Statehouse Gang Throws Ohio in Reverse - Toledo Blade
The two-year, $62 billion state budget continues the relentless Republican drive to redistribute income to the wealthiest Ohioans from middle-class, working-class, and poor families. It unnecessarily cuts taxes overall by $2.7 billion over three years, reducing taxes on individual and business incomes while raising the state sales tax and starting to eliminate long-standing state help with local property tax bills.
The nonpartisan research and advocacy group Policy Matters Ohio calculates that the budget gives the richest 1 percent of Ohioans — those who made at least $335,000 last year — an annual state tax cut of more than $6,000. Taxpayers in the middle fifth of incomes, between $33,000 and $51,000 in 2012, will get a chump-change cut of $9 a year.
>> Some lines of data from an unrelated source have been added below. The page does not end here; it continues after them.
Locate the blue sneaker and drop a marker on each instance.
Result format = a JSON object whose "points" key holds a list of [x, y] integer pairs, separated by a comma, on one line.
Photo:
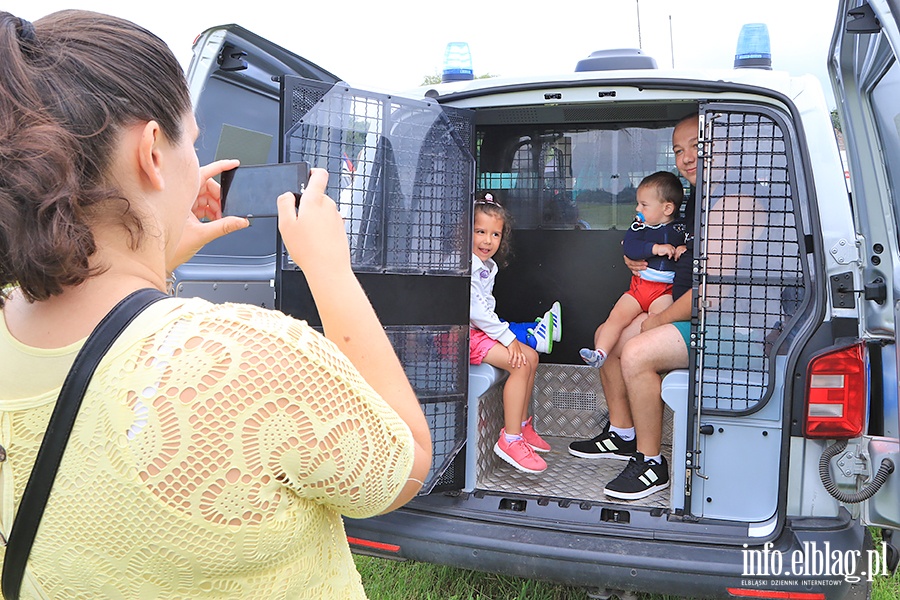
{"points": [[555, 313], [593, 358], [543, 334]]}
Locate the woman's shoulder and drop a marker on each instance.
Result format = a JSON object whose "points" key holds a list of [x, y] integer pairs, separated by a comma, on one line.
{"points": [[225, 322]]}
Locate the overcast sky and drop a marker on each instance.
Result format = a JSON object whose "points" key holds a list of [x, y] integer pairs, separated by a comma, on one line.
{"points": [[394, 45]]}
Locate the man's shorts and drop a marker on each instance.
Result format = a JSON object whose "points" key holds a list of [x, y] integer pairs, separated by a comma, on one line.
{"points": [[479, 345], [684, 328], [645, 292]]}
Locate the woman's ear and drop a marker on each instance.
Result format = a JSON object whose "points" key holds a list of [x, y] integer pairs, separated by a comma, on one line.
{"points": [[150, 154]]}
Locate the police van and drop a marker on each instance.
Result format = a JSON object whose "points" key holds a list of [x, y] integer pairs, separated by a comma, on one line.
{"points": [[781, 435]]}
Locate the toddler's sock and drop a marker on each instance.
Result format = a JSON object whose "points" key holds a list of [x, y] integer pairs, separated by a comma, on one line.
{"points": [[625, 434], [594, 358]]}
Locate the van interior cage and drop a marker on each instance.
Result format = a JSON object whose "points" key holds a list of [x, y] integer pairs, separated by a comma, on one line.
{"points": [[402, 174], [751, 275]]}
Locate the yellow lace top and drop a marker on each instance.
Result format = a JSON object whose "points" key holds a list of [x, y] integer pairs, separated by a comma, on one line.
{"points": [[213, 456]]}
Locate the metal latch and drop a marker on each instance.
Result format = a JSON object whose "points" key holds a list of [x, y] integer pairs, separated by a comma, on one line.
{"points": [[231, 58]]}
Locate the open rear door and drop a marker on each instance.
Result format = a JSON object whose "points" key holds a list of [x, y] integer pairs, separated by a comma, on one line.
{"points": [[405, 190], [866, 76]]}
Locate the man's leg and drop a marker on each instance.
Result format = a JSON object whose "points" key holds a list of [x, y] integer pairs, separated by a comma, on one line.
{"points": [[607, 444], [644, 357]]}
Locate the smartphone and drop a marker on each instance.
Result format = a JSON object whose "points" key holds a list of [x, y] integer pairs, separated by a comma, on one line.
{"points": [[250, 191]]}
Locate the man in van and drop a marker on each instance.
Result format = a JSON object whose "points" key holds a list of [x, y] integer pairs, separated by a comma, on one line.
{"points": [[651, 345]]}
And the bottom 20 percent of Ohio households, which earned less than $18,000 last year, will now pay $12 more a year in taxes.
Kasich administration officials complain that such a “static” analysis doesn’t take into account the economic growth and job creation they insist the tax cut will bring. But Policy Matters notes that a 21-percent state income tax cut in 2005 didn’t keep Ohio’s job market from performing worse than the nation’s overall economy during the most recent recession.
Even as it cuts taxes for the rich, the new budget falls short of restoring aid to local schools and governments, as well as vital state services, that the governor and lawmakers slashed from the previous budget. It places a greater burden on property taxes to pay for education and public safety.